Jason Bonsignore is another example of this type of player. Drafted by the Oilers 4th overall in 1994, Bonsignore certainly didn't have Daigle-like numbers, but his stats were very solid and suggested an early-round pick (though probably not as high as #4). Unlike Daigle, he also had the physical tools that make scouts drool, namely that he was 6'4” and built like a freight train. He only ever managed 79 NHL games in his career, recording 3 goals and 16 points. Bonsignore had the same essential issues as Daigle, lacking passion for the game, and being out of shape at times. Basically, he was too immature to succeed at the NHL level. Given time, he may have been able to work through his issues, but when you're investing in a 1st-round draft pick, you need to be sure the player will respond well to the pressures put upon him.
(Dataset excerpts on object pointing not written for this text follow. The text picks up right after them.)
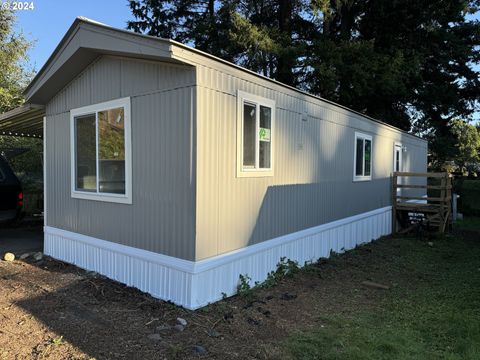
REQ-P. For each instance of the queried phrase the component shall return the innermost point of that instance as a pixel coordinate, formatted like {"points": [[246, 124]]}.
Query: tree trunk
{"points": [[286, 61]]}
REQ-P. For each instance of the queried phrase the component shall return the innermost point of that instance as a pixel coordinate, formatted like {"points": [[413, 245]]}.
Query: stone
{"points": [[213, 333], [9, 257], [178, 328], [182, 321], [163, 328], [155, 337], [199, 349]]}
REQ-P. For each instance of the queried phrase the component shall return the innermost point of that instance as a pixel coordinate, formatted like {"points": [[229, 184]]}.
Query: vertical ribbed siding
{"points": [[313, 166], [162, 216]]}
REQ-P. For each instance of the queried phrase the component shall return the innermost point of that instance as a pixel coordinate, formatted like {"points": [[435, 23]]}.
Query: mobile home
{"points": [[174, 172]]}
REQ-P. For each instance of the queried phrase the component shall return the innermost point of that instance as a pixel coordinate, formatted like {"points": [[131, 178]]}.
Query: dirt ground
{"points": [[52, 310]]}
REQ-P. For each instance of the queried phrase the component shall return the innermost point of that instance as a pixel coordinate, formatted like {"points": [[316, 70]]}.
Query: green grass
{"points": [[435, 316], [469, 191]]}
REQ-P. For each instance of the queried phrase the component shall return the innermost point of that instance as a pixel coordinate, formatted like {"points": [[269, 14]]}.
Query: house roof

Perhaps if these players were drafted in a later round, if great expectations had not been thrust upon them, if they had been able to take the time to learn the maturity they needed to develop to their full potential, they would have been successful NHL players. You can argue that hindsight is 20/20, but it seems that NHL teams should have put a Milo on these players. Or to be fair, perhaps a mini-Milo: don't ignore them completely, but draft them in the 6th round if they're still available, and don't put too much pressure on them while they develop. Give them time to figure out what they need to do to become the players they can be.
Of course, the reality is that some team is always going to snap up a player like that in the early rounds, and they're never going to be available to a prudent team in the middle rounds of the draft. Which means these players will almost never end up with a team that realizes how they need to be treated to succeed. In some sense, then, Daigle and Bonsignore were doomed to fail. The teams that wanted to draft them in the first round were not the teams patient enough to give them the time they need for their skills to emerge at the highest level of the game.
A caveat: while Crosby is listed ahead of Lemieux on the table above, don't take that to necessarily mean he will ultimately have a better career than Lemieux. This is far too simplistic an analysis to make such an assertion. All that can be said is that Crosby had an astounding age-17 season, and that it indicates the potential for him to be a Lemieux-esque player.